Like the first extension we added, we will now perform sentiment analysis on review text; the sentiment labels will be another new feature we can use. We thought about using transfer learning on BERT to fine tune our own sentiment analysis model; however, transfer learning requires labeled data (the ground truth sentiment labels), which we do not have. So instaed, we will be using a pre-trained model. Note that transformers are really slow, so we will be using the Python library named `TextBlob` which is really fast.

In [41]:
def get_sentiment(text):
    blob = TextBlob(text)
    return blob.sentiment.polarity

In [42]:
%%time
review_df['review_sentiment'] = review_text.apply(get_sentiment)

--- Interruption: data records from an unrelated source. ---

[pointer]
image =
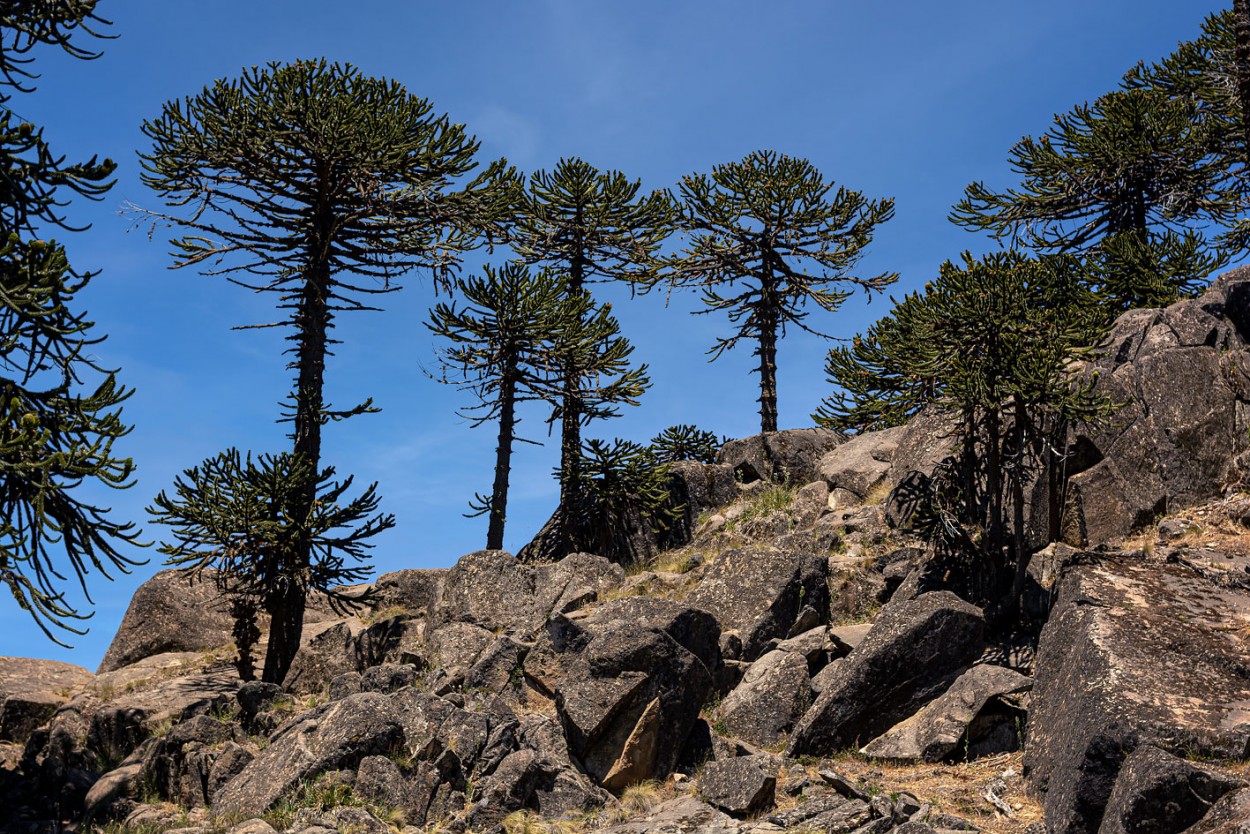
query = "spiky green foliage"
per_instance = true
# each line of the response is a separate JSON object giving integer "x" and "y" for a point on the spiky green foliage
{"x": 248, "y": 520}
{"x": 685, "y": 442}
{"x": 1125, "y": 181}
{"x": 503, "y": 348}
{"x": 769, "y": 235}
{"x": 1000, "y": 339}
{"x": 61, "y": 411}
{"x": 321, "y": 185}
{"x": 586, "y": 226}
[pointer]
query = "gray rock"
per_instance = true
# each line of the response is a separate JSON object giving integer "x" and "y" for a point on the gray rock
{"x": 941, "y": 727}
{"x": 1156, "y": 793}
{"x": 911, "y": 654}
{"x": 33, "y": 690}
{"x": 863, "y": 463}
{"x": 1160, "y": 633}
{"x": 739, "y": 787}
{"x": 759, "y": 593}
{"x": 774, "y": 694}
{"x": 779, "y": 457}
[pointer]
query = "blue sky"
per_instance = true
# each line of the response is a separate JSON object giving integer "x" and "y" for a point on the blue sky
{"x": 909, "y": 99}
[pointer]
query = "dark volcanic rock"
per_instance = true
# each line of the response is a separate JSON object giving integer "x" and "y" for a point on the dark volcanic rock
{"x": 1156, "y": 793}
{"x": 913, "y": 652}
{"x": 758, "y": 593}
{"x": 1134, "y": 653}
{"x": 941, "y": 725}
{"x": 629, "y": 680}
{"x": 779, "y": 457}
{"x": 31, "y": 692}
{"x": 740, "y": 787}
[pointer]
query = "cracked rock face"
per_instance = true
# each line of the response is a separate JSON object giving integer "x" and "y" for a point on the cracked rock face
{"x": 1135, "y": 653}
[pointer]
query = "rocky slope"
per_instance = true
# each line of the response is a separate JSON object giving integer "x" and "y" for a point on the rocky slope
{"x": 779, "y": 668}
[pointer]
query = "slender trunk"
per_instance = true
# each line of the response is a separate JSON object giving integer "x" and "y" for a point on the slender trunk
{"x": 503, "y": 457}
{"x": 768, "y": 354}
{"x": 313, "y": 319}
{"x": 1241, "y": 34}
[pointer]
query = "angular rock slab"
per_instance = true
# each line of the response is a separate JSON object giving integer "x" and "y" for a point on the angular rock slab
{"x": 759, "y": 593}
{"x": 31, "y": 690}
{"x": 1134, "y": 653}
{"x": 1156, "y": 793}
{"x": 629, "y": 680}
{"x": 913, "y": 652}
{"x": 939, "y": 728}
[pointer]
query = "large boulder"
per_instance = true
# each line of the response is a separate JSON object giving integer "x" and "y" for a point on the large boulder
{"x": 176, "y": 610}
{"x": 629, "y": 680}
{"x": 913, "y": 653}
{"x": 759, "y": 593}
{"x": 941, "y": 727}
{"x": 33, "y": 690}
{"x": 1183, "y": 374}
{"x": 1135, "y": 652}
{"x": 496, "y": 592}
{"x": 780, "y": 457}
{"x": 1158, "y": 793}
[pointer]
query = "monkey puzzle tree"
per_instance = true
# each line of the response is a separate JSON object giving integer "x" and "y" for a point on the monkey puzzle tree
{"x": 321, "y": 185}
{"x": 1120, "y": 181}
{"x": 503, "y": 349}
{"x": 56, "y": 432}
{"x": 586, "y": 226}
{"x": 769, "y": 235}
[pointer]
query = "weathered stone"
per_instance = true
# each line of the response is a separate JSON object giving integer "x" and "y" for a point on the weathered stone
{"x": 941, "y": 727}
{"x": 911, "y": 654}
{"x": 773, "y": 695}
{"x": 861, "y": 464}
{"x": 1156, "y": 793}
{"x": 758, "y": 593}
{"x": 629, "y": 680}
{"x": 739, "y": 787}
{"x": 779, "y": 457}
{"x": 1164, "y": 637}
{"x": 31, "y": 692}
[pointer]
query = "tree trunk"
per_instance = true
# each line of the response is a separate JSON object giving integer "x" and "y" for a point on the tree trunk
{"x": 768, "y": 354}
{"x": 1241, "y": 34}
{"x": 503, "y": 457}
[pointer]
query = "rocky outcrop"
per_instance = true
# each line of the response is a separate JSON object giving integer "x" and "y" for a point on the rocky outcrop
{"x": 1135, "y": 653}
{"x": 628, "y": 680}
{"x": 779, "y": 457}
{"x": 31, "y": 692}
{"x": 913, "y": 652}
{"x": 1183, "y": 375}
{"x": 950, "y": 722}
{"x": 759, "y": 593}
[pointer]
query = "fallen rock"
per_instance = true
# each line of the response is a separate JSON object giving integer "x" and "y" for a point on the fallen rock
{"x": 739, "y": 787}
{"x": 910, "y": 655}
{"x": 759, "y": 593}
{"x": 1156, "y": 793}
{"x": 774, "y": 694}
{"x": 941, "y": 727}
{"x": 779, "y": 457}
{"x": 33, "y": 690}
{"x": 1134, "y": 653}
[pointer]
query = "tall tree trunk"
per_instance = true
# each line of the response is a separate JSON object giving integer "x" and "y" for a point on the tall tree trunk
{"x": 1241, "y": 34}
{"x": 768, "y": 353}
{"x": 311, "y": 328}
{"x": 503, "y": 457}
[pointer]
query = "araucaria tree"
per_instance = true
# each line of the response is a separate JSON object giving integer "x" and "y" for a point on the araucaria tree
{"x": 321, "y": 185}
{"x": 59, "y": 410}
{"x": 588, "y": 226}
{"x": 769, "y": 235}
{"x": 503, "y": 348}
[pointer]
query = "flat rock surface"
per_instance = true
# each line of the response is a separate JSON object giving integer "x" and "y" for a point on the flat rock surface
{"x": 1135, "y": 653}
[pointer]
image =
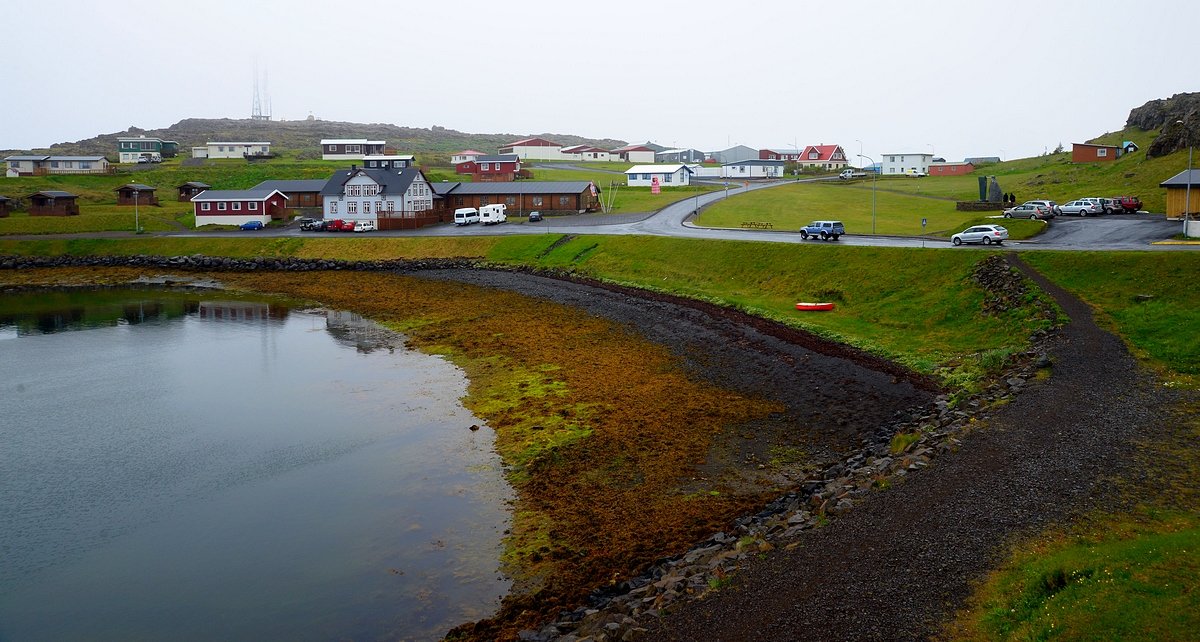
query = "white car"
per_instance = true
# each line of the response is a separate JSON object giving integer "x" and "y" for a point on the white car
{"x": 984, "y": 234}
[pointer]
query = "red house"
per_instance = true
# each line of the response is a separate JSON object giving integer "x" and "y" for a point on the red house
{"x": 238, "y": 207}
{"x": 951, "y": 169}
{"x": 53, "y": 203}
{"x": 1087, "y": 153}
{"x": 501, "y": 168}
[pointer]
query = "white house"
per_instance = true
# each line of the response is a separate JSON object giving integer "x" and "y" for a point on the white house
{"x": 905, "y": 163}
{"x": 231, "y": 150}
{"x": 753, "y": 168}
{"x": 634, "y": 154}
{"x": 466, "y": 156}
{"x": 534, "y": 148}
{"x": 367, "y": 195}
{"x": 349, "y": 149}
{"x": 664, "y": 175}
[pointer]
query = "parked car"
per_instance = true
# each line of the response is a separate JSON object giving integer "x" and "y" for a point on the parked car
{"x": 984, "y": 234}
{"x": 825, "y": 229}
{"x": 1050, "y": 204}
{"x": 1083, "y": 208}
{"x": 1029, "y": 210}
{"x": 1131, "y": 204}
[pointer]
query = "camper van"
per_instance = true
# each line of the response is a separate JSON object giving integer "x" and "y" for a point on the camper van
{"x": 492, "y": 214}
{"x": 466, "y": 216}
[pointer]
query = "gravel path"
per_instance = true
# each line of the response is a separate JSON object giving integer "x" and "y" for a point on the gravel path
{"x": 903, "y": 561}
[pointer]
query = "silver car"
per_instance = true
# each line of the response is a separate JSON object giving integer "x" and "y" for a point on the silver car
{"x": 984, "y": 234}
{"x": 1083, "y": 208}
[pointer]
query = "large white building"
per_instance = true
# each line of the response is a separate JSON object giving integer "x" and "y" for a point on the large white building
{"x": 221, "y": 149}
{"x": 905, "y": 163}
{"x": 538, "y": 149}
{"x": 664, "y": 175}
{"x": 364, "y": 195}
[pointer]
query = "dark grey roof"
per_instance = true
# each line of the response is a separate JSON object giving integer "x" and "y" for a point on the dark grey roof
{"x": 287, "y": 186}
{"x": 497, "y": 159}
{"x": 394, "y": 183}
{"x": 516, "y": 187}
{"x": 757, "y": 161}
{"x": 1182, "y": 179}
{"x": 235, "y": 195}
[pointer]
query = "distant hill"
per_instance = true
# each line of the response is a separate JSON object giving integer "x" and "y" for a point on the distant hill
{"x": 1164, "y": 114}
{"x": 304, "y": 136}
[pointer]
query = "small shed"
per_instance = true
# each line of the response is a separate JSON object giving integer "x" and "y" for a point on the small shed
{"x": 53, "y": 203}
{"x": 191, "y": 189}
{"x": 136, "y": 193}
{"x": 1179, "y": 192}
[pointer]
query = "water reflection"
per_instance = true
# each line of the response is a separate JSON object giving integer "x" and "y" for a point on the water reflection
{"x": 202, "y": 467}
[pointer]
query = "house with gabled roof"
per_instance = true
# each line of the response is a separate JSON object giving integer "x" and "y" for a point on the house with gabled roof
{"x": 238, "y": 207}
{"x": 379, "y": 196}
{"x": 829, "y": 157}
{"x": 533, "y": 148}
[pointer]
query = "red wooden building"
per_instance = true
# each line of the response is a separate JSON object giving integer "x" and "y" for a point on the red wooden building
{"x": 499, "y": 168}
{"x": 1087, "y": 153}
{"x": 949, "y": 169}
{"x": 53, "y": 203}
{"x": 145, "y": 195}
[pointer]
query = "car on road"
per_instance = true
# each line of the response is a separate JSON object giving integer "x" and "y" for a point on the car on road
{"x": 823, "y": 229}
{"x": 1029, "y": 210}
{"x": 1050, "y": 204}
{"x": 1083, "y": 207}
{"x": 1131, "y": 204}
{"x": 983, "y": 234}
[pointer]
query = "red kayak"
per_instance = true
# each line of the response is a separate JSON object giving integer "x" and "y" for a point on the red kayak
{"x": 814, "y": 307}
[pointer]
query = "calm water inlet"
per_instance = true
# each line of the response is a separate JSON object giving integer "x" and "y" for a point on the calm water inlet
{"x": 181, "y": 466}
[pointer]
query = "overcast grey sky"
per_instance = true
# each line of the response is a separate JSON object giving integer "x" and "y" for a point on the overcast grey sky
{"x": 955, "y": 77}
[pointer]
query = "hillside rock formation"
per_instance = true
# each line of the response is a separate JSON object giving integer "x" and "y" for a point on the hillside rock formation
{"x": 1165, "y": 114}
{"x": 306, "y": 135}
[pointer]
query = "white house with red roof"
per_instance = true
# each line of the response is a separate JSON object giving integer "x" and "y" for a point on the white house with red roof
{"x": 823, "y": 157}
{"x": 586, "y": 153}
{"x": 465, "y": 156}
{"x": 534, "y": 148}
{"x": 634, "y": 154}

CPU times: user 3.95 s, sys: 111 ms, total: 4.06 s
Wall time: 4.13 s


In [43]:
review_df['review_sentiment'].head()

0    0.535714
1    0.159977
2    0.733333
3   -0.551515
4    0.097064
Name: review_sentiment, dtype: float64

In [44]:
review_df['review_sentiment'].describe()

count    11946.000000
mean         0.260394
std          0.230792
min         -1.000000
25%          0.130695
50%          0.264103
75%          0.398842
max          1.000000
Name: review_sentiment, dtype: float64

## Re-train Model with Extensions

In [45]:
df = pd.merge(review_df, user_df, on='user_id')
df = pd.merge(df, business_df, on='business_id')

In [46]:
df_train, df_test = train_test_split(df, test_size=0.2, random_state=42)

In [47]:
df_train, df_test = feature_scaling(df_train, df_test)

In [48]:
model = build_model(df=df, user_df=user_df, business_df=business_df)

In [49]:
%%time
train_model(model, df_train=df_train, user_df=user_df, business_df=business_df)

Epoch 1/15
Epoch 2/15
Epoch 3/15
Epoch 4/15
Epoch 5/15
Epoch 6/15
Epoch 7/15
Epoch 8/15
Epoch 9/15
Epoch 10/15
Epoch 11/15
Epoch 12/15
Epoch 13/15
Epoch 14/15
Epoch 15/15
CPU times: user 23.7 s, sys: 6.66 s, total: 30.4 s
Wall time: 12 s


In [50]:
test_model(model, df_test=df_test, user_df=user_df, business_df=business_df)

Test loss (MSE): 1.377


In [51]:
t1 = datetime.now()

In [52]:
print(f'Time elapsed running notebook: {t1 - t0}')

Time elapsed running notebook: 0:01:49.898218


We observe that the model had similar performances to its previous state without the extensions. But it still beats the baseline model.